Map Projections Explained (Source: GEO awesomeness)

An interesting xkcd post: What your favorite map projection says about you

2.4.3. CRSs in R

Two ways of storing CRSs in R.

  1. an epsg code: less flexible (i.e., preset CRSs)

  2. a proj4string definition: more flexible (i.e. user-defined parameters)

# a data frame of available projections
crs_data = rgdal::make_EPSG()
crs_data %>%
  filter(grepl("NAD83", note)) %>% # grepl: return a logical vector of elements that contain "NAD83"
  filter(grepl("Georgia West", note))
vector_filepath = system.file("vector/zion.gpkg", package = "spDataLarge")
new_vector = st_read(vector_filepath)
st_crs(new_vector)
new_vector = st_set_crs(new_vector, 4326) # set CRS

Figure 2.13: Examples of geographic (WGS 84; left) and projected (NAD83 / UTM zone 12N; right) coordinate systems for a vector data type.

# for a raster object 
projection(new_raster)
# raster objects only accept proj4 definitions
projection(new_raster) = "+proj=utm +zone=12 +ellps=GRS80 +towgs84=0,0,0,0,0,0,0 
                            +units=m +no_defs" # set CRS

Figure 2.14: Examples of geographic (WGS 84; left) and projected (NAD83 / UTM zone 12N; right) coordinate systems for raster data.

2.5 Units

Skip

2.6 Exercises (These are not your homework. Weekly HW#4 will be available soon.)

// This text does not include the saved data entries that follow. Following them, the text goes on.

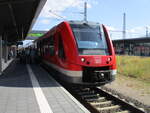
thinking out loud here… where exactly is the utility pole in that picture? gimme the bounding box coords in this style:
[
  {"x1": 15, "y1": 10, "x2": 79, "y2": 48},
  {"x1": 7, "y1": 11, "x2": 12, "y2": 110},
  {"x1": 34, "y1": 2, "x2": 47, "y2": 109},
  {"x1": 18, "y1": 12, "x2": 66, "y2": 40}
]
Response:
[
  {"x1": 146, "y1": 27, "x2": 148, "y2": 37},
  {"x1": 84, "y1": 2, "x2": 87, "y2": 21},
  {"x1": 122, "y1": 13, "x2": 126, "y2": 54},
  {"x1": 123, "y1": 13, "x2": 126, "y2": 39}
]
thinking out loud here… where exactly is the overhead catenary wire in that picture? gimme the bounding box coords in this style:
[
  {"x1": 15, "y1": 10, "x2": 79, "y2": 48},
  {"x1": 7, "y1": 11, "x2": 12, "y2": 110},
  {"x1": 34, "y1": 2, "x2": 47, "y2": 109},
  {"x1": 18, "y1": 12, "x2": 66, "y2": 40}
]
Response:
[
  {"x1": 49, "y1": 10, "x2": 67, "y2": 20},
  {"x1": 49, "y1": 1, "x2": 88, "y2": 21}
]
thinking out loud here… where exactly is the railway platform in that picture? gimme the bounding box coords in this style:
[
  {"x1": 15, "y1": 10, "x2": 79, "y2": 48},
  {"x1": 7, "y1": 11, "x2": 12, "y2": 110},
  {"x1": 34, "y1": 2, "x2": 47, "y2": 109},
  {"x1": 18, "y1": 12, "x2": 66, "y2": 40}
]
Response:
[
  {"x1": 0, "y1": 60, "x2": 90, "y2": 113},
  {"x1": 1, "y1": 58, "x2": 14, "y2": 72}
]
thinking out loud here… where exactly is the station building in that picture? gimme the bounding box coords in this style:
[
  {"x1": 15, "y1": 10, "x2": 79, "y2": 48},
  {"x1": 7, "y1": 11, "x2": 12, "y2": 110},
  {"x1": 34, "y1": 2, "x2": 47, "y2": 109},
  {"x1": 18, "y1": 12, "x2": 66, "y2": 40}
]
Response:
[{"x1": 112, "y1": 37, "x2": 150, "y2": 56}]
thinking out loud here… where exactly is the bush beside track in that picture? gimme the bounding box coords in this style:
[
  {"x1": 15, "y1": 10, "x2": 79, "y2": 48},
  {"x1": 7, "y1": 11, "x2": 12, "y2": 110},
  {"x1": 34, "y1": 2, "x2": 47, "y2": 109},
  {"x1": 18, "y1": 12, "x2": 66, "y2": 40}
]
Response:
[{"x1": 117, "y1": 55, "x2": 150, "y2": 83}]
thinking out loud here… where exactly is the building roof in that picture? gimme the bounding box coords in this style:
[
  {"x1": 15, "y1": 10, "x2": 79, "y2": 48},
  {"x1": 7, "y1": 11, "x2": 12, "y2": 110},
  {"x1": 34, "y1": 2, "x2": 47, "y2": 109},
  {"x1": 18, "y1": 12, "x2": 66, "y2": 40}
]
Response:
[
  {"x1": 113, "y1": 37, "x2": 150, "y2": 43},
  {"x1": 0, "y1": 0, "x2": 46, "y2": 43}
]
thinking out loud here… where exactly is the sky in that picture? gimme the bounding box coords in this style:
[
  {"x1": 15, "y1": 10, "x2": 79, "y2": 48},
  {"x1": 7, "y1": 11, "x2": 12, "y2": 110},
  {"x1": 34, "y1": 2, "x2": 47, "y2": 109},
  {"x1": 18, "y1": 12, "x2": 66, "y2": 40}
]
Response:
[{"x1": 32, "y1": 0, "x2": 150, "y2": 40}]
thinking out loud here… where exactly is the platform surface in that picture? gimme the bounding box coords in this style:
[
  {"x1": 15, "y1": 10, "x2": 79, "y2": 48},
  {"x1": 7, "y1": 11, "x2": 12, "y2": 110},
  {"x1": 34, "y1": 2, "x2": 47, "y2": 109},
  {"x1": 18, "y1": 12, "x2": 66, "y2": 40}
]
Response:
[
  {"x1": 0, "y1": 60, "x2": 90, "y2": 113},
  {"x1": 1, "y1": 58, "x2": 13, "y2": 72}
]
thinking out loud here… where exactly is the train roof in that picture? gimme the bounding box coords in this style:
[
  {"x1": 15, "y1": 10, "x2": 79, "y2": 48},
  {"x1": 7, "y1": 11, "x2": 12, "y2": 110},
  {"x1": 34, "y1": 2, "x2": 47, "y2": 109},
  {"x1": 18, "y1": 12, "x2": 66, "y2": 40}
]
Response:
[
  {"x1": 34, "y1": 20, "x2": 102, "y2": 43},
  {"x1": 68, "y1": 20, "x2": 100, "y2": 26}
]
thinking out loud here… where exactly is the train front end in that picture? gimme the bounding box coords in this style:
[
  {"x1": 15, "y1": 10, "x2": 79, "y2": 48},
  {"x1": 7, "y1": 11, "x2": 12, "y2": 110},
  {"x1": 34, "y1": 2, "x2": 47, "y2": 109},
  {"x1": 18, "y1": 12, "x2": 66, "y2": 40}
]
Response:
[{"x1": 68, "y1": 21, "x2": 116, "y2": 86}]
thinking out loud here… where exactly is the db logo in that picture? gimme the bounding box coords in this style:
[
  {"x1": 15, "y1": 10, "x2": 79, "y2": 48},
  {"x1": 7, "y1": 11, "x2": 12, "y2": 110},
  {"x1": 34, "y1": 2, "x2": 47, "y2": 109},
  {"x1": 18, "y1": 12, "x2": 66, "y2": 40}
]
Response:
[{"x1": 94, "y1": 57, "x2": 101, "y2": 63}]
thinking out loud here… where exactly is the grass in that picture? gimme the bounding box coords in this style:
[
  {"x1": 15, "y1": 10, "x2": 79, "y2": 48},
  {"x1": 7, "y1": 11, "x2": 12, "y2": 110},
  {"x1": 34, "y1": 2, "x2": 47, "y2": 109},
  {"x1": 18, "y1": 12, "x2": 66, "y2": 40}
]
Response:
[{"x1": 117, "y1": 55, "x2": 150, "y2": 83}]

  1. Use summary() on the geometry column of the world data object. What does the output tell us about:

    • Its geometry type?
    • The number of countries?
    • Its coordinate reference system (CRS)?
  2. Run the code that ‘generated’ the map of the world in Figure 2.5 at the end of Section 2.2.4. Find two similarities and two differences between the image on your computer and that in the book.

    • What does the cex argument do (see ?plot)?
    • Why was cex set to the sqrt(world$pop) / 10000?
    • Bonus: experiment with different ways to visualize the global population.
  3. Use plot() to create maps of Nigeria in context (see Section 2.2.4).

    • Adjust the lwd, col and expandBB arguments of plot().
    • Challenge: read the documentation of text() and annotate the map.

  1. Create an empty RasterLayer object called my_raster with 10 columns and 10 rows. Assign random values between 0 and 10 to the new raster and plot it.

  2. Read-in the raster/nlcd2011.tif file from the spDataLarge package. What kind of information can you get about the properties of this file?